En estos momentos de su carrera, un disco en vivo de Adele es mucho más que el registro de su directo. Desde los asientos, los gritos que largan la grabación y los silencios que luego acompañan cada tema prueban una dinámica peculiar de la relación entre artista y fan: a estas alturas, a Adele más se la admira que se la disfruta. Su registro poderoso, su impecable ascenso comercial y su capacidad para acompañar todo ello con seriedad ejemplar, pese a sus 23 años, son los de una trayectoria ya consagrada por el éxito apabullante y por un talento que el auditor enfrenta con cierto pasmo. Adele es el tipo de intérpretes de condiciones inobjetables.

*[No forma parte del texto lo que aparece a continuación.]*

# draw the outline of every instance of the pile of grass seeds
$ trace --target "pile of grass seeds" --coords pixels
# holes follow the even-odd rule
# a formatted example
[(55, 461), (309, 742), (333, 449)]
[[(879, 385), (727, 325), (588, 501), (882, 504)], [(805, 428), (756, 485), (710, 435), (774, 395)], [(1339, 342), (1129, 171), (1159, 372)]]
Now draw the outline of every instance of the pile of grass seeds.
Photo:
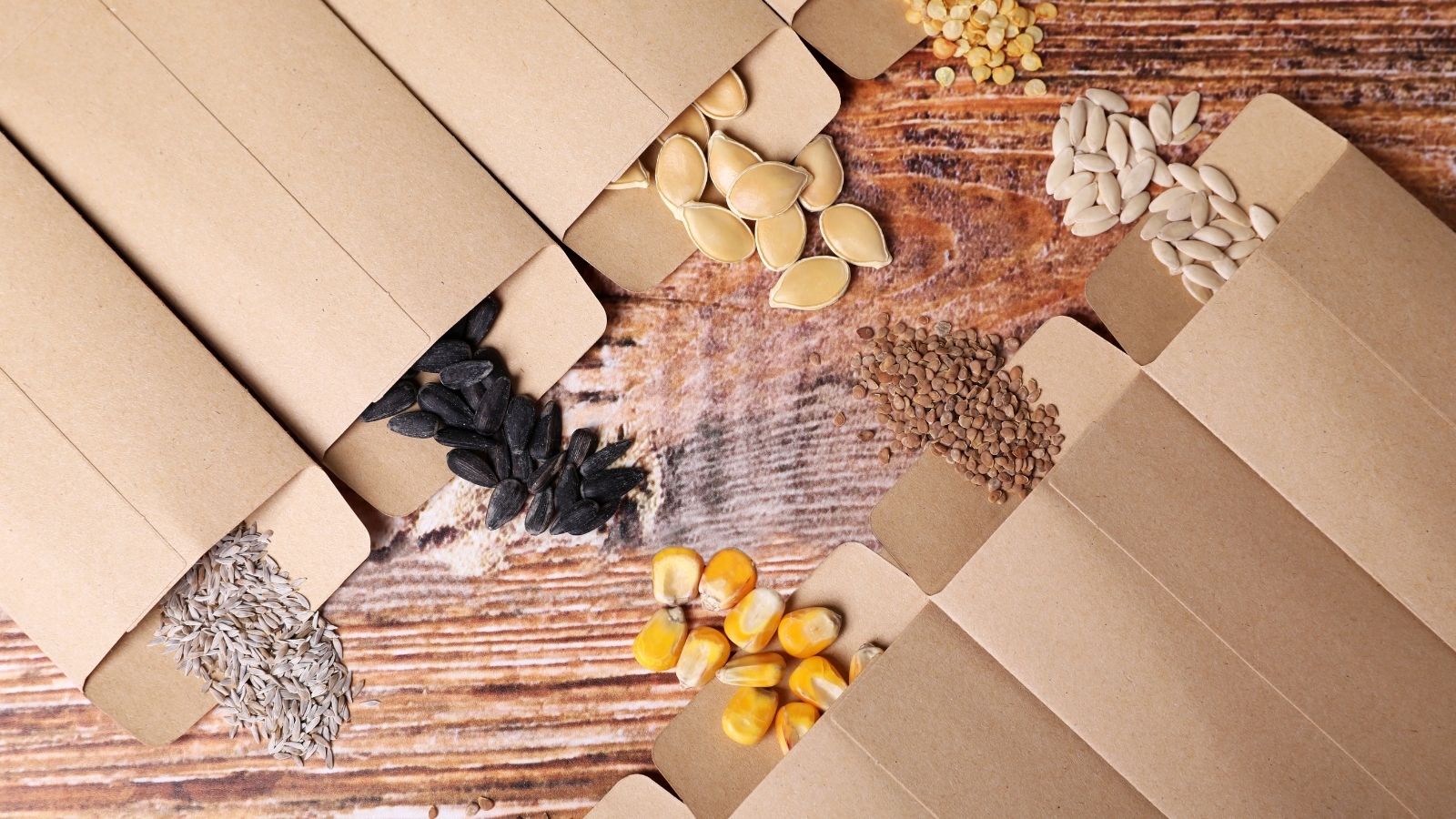
[(613, 465), (632, 447), (597, 449), (597, 434), (577, 430), (561, 447), (561, 407), (540, 414), (530, 395), (513, 395), (499, 351), (485, 345), (501, 305), (486, 297), (415, 361), (360, 421), (389, 421), (395, 433), (450, 447), (457, 477), (491, 491), (485, 525), (499, 529), (524, 509), (526, 532), (585, 535), (604, 526), (646, 474)]
[(268, 536), (239, 526), (194, 565), (162, 605), (151, 646), (176, 651), (178, 669), (207, 681), (230, 727), (300, 767), (322, 755), (349, 720), (352, 675), (333, 625), (309, 608), (268, 557)]
[[(1003, 369), (1021, 341), (943, 321), (932, 326), (929, 316), (911, 326), (890, 313), (858, 335), (869, 350), (850, 358), (853, 396), (877, 404), (877, 420), (900, 446), (943, 456), (992, 503), (1026, 497), (1051, 469), (1064, 440), (1057, 407), (1037, 404), (1041, 389), (1021, 367)], [(890, 455), (882, 449), (879, 461)]]

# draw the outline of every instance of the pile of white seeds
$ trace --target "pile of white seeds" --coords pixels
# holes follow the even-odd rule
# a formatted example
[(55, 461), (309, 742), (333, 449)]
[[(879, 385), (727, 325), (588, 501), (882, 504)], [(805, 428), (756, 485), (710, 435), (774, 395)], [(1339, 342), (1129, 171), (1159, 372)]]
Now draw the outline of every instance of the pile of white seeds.
[(323, 615), (268, 557), (268, 535), (239, 526), (186, 573), (162, 605), (153, 646), (207, 681), (236, 736), (266, 742), (301, 767), (314, 753), (333, 767), (333, 739), (349, 720), (352, 678)]

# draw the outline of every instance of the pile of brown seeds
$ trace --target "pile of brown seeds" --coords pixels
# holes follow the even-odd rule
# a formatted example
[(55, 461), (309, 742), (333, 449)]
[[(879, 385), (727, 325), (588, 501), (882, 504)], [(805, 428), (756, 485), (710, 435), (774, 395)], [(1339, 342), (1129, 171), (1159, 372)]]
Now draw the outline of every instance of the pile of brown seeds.
[[(853, 395), (878, 405), (879, 424), (901, 446), (943, 456), (992, 503), (1026, 497), (1051, 469), (1063, 442), (1057, 407), (1037, 404), (1041, 389), (1021, 367), (1003, 369), (1021, 341), (943, 321), (930, 326), (929, 316), (911, 326), (890, 313), (858, 335), (871, 350), (850, 358)], [(879, 461), (890, 462), (888, 447)]]
[(153, 646), (178, 653), (178, 669), (207, 681), (230, 726), (300, 767), (322, 755), (349, 720), (352, 675), (333, 624), (309, 608), (268, 557), (268, 536), (239, 526), (178, 581), (162, 605)]

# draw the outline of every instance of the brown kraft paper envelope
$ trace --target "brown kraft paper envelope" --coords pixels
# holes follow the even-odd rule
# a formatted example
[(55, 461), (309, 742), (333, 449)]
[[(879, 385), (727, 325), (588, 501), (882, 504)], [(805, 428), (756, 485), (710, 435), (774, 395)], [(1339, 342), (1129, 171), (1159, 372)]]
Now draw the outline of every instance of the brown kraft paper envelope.
[(810, 45), (849, 76), (872, 80), (920, 41), (903, 3), (885, 0), (764, 0)]
[(737, 66), (722, 124), (792, 160), (839, 89), (760, 0), (332, 0), (335, 12), (546, 227), (632, 291), (692, 252), (655, 188), (606, 191)]
[[(1241, 165), (1233, 149), (1273, 134), (1297, 150)], [(1159, 331), (1160, 356), (1134, 319), (1156, 307), (1139, 290), (1171, 277), (1124, 240), (1089, 297), (1156, 360), (1109, 366), (1091, 332), (1061, 332), (1070, 319), (1059, 356), (1040, 344), (1048, 322), (1016, 357), (1067, 430), (1047, 485), (990, 507), (923, 458), (877, 509), (877, 535), (922, 587), (964, 564), (936, 602), (1169, 816), (1444, 815), (1456, 488), (1441, 477), (1456, 436), (1436, 376), (1452, 360), (1456, 239), (1278, 98), (1254, 101), (1204, 159), (1281, 216), (1278, 232), (1203, 310), (1147, 316), (1181, 328)], [(1389, 242), (1366, 249), (1369, 236)], [(1073, 404), (1073, 370), (1117, 386)], [(935, 542), (948, 525), (907, 517), (971, 506), (949, 545)]]
[(545, 389), (600, 337), (565, 254), (320, 1), (0, 15), (0, 125), (383, 512), (440, 488), (438, 446), (331, 447), (486, 293), (520, 278), (502, 326), (550, 328), (513, 361), (523, 383)]
[(239, 522), (314, 605), (368, 555), (325, 472), (0, 138), (0, 606), (149, 745), (214, 701), (146, 644)]
[[(888, 647), (788, 756), (719, 727), (732, 686), (711, 682), (658, 736), (652, 759), (697, 819), (987, 815), (1159, 816), (903, 573), (844, 544), (789, 599), (844, 616), (826, 650), (842, 672)], [(778, 650), (772, 644), (767, 650)], [(789, 659), (791, 669), (796, 660)], [(779, 702), (792, 695), (780, 686)]]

Pese a ello, anotamos lo evidente: la inglesa es dueña de una voz privilegiada que emite con elegancia y sobriedad, sin acrobacia ni cursilería (talento que impresiona aún más si se sabe que menos de dos meses después de esta grabación hubo que someterla a una operación por problemas con sus cuerdas vocales). Afirma esa voz, sin embargo, sobre un repertorio en extremo convencional: canciones sobre desamor y nostalgia del amor que no fue, acomodadas sobre arreglos de piano (sobre todo) y cuya corrección no alcanza a evidenciar grietas por donde puedan colarse los quiebres emocionales que distinguen a un buen cantante de un símbolo. Adele aún es parte del primer grupo, acaso por su juventud, acaso por su apego obediente a un modo de interpretación que se escucha con gusto pero sin que el espíritu se sacuda. Ni siquiera cuando toma el "Make you feel my love" de Dylan y se lo dedica a Amy Winehouse, emblema esta última de un talento quebrado pero definitivamente más marcador.
Live at the Royal Albert Hall incluye un DVD de 90 minutos con el registro audiovisual de este mismo concierto, del 22 de septiembre pasado.